After the sun was will up I decided I needed to get out of this anchorages and find another place for the following night. Up anchor and up sail and off we went down wind along the northern coast of Ibiza.
It was a great sail until I had to turn the corner and sail up wind along the eastern coast. There are a number off lying island which had to be negotiated. One passage had only 10 meters of water and as the cruising guide said the wind funnels between the mainland and the island and the sea can get quite rough. Yes in excess of 27 knits of wind and a very choppy sea. Malua struggled onto the choppy sea but after about 2 hour popped out the other side into the open sea. Now to find a sheltered anchorage for the afternoon and evening.

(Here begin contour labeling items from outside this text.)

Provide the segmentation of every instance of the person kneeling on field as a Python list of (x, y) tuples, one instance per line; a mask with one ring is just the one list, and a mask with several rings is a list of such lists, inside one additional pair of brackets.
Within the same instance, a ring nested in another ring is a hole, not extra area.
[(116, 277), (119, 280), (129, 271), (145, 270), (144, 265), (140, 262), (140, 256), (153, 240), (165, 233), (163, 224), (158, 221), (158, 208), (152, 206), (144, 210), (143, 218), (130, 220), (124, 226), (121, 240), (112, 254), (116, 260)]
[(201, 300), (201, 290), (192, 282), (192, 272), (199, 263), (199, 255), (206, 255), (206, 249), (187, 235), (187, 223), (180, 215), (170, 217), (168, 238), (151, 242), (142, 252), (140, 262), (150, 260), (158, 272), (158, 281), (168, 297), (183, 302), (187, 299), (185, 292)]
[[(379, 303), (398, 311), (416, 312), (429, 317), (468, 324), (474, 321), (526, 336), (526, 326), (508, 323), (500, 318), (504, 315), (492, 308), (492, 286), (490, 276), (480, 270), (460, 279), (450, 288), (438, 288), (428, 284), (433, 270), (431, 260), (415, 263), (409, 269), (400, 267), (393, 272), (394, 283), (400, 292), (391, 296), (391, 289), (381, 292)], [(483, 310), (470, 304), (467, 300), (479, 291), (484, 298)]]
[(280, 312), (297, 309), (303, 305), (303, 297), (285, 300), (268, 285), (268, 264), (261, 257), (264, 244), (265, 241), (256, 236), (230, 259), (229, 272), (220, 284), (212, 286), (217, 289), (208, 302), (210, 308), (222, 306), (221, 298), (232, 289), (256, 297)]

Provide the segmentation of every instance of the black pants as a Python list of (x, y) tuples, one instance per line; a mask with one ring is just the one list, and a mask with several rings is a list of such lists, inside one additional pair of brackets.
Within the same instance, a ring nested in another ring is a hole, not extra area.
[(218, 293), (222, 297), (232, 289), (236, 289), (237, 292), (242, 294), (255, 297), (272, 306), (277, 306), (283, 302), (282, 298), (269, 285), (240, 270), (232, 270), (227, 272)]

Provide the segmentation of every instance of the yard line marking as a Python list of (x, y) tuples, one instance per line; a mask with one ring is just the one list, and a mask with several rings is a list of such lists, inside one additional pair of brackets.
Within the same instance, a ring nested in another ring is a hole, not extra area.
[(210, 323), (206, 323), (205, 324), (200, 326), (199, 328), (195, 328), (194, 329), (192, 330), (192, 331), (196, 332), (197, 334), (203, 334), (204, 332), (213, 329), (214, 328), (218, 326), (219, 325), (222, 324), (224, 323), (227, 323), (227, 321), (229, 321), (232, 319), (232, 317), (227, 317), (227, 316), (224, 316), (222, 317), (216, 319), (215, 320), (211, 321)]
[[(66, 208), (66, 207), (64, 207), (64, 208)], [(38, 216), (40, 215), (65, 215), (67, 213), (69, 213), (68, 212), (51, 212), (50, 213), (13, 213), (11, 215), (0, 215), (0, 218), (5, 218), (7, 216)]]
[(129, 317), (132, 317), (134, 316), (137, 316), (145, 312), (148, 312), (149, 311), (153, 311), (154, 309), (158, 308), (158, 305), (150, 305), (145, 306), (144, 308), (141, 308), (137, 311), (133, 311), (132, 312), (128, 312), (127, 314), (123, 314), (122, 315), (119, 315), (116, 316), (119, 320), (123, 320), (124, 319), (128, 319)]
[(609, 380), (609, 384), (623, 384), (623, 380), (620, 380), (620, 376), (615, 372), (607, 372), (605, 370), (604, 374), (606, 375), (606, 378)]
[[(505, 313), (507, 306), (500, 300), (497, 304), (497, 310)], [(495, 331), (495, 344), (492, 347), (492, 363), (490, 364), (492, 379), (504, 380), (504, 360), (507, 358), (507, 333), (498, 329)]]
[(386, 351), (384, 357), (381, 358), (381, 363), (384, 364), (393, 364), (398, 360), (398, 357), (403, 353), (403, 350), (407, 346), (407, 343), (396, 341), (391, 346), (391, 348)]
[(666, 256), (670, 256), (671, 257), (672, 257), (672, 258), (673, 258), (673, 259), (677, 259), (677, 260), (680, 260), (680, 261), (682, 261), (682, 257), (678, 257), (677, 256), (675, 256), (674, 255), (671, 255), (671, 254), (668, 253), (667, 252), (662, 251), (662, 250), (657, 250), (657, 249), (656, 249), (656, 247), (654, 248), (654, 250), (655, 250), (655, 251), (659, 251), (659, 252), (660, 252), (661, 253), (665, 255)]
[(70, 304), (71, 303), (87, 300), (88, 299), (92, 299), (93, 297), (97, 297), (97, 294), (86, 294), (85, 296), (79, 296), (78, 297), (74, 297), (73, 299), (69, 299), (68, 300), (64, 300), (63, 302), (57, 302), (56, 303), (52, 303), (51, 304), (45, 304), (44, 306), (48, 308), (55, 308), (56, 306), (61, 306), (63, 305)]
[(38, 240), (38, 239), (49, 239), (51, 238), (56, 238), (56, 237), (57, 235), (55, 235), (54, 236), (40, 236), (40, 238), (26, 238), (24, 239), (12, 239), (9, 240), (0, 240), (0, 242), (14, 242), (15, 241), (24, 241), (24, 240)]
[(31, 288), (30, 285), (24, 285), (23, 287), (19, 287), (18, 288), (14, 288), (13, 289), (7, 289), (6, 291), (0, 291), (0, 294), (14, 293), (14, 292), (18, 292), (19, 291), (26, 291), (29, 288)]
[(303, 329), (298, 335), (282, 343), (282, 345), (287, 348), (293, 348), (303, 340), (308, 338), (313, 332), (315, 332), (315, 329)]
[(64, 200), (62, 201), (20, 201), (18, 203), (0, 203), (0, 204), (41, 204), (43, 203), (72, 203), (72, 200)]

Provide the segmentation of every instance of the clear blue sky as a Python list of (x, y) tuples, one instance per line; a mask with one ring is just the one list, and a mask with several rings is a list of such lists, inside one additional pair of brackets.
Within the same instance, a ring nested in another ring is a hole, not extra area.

Malua is now in a Cala Port Roig along with more than 20 other vessels but there is no rock and roll and I will sleep well again tonight.
Another magic moment on Malua
Malua crossing the Greenwich Meridium
Malua was at 37:54.306N 0:00.0W on 29/08/2012 at sea off Spain
The moon is full, the wind at 23 knots is aft of the beam and we are running down the coast of Spain to wards Gibraltar touching our hull speed of 8.4 knots. What a great sail.
I was watching the GPS as is ticked down 0:00 East to 0:00 West so we crossed the Greenwich meridian and Malua is again in the Western Hemisphere. Not since 2006 has Malua been in the western hemisphere but then we crossed the international date line at 180 – exactly the other side of the world. We were sailing along the coast of Fiji when we moved from E to W on the GPS now we are back.
The next great crossing will be back into the Southern hemisphere
Malua is at 37:35.761N 00:58.74W at Cartagena
The ocean and weather is so unpredictable which makes sailing challenging and rewarding. Having posted the last blog when Malua crossed the Prime Meridian the weather started to change and change it did. The wind rose from the pleasant 15 knots to 20 then 30 and finally at the height of the storm the gust where a lot more than 40 knots. Malua was running before the wind with the genoa poled out and the full main. Well first I put one reef in which is easily done. Then as the wind increased I pulled the second reef in the main. Now that is not so easy because one has to get the main off the stays so it means changing course more side on to the wind and of course the waves which had by this time build in to white cap rollers. Denny is usually in charge of stowing all things down below and not having her on board I had not done the usual diligent job so turning side on to the waves to pull in the reef resulted on a few major bangs from down below as items rearranged themselves either in cupboards, bookshelves or just on counter tops landing on the floor. My cupboard which I usually bolt flew open and deposited most of the items on the floor. Remember to prepare Malua for the sea not just going to sea.
Having pulled in the second reef and furled the genoa Malua was still surfing down the waves at more than 7 knots. But the moon was full and the wind aft of the beam, its warm so what more could one ask for..... well a lot of thunder and lightening, rain is of course what came next. So out with the wet weather gear.
I arrived at Cartagena at about 5:00 am and the wind is still blowing but the bay gives one protection from the sea so I slipped behind a high headland and dropped and stowed the sails and cleaned up down below.
With things ship shape I motored into the port just ahead of two tugs dragging a large ship into the entrance. I arrived at the marina with not a sole in sight and the wind still blowing at 25 knots so I just nosed Malua into a dock and made her secure. Now for a good sleep.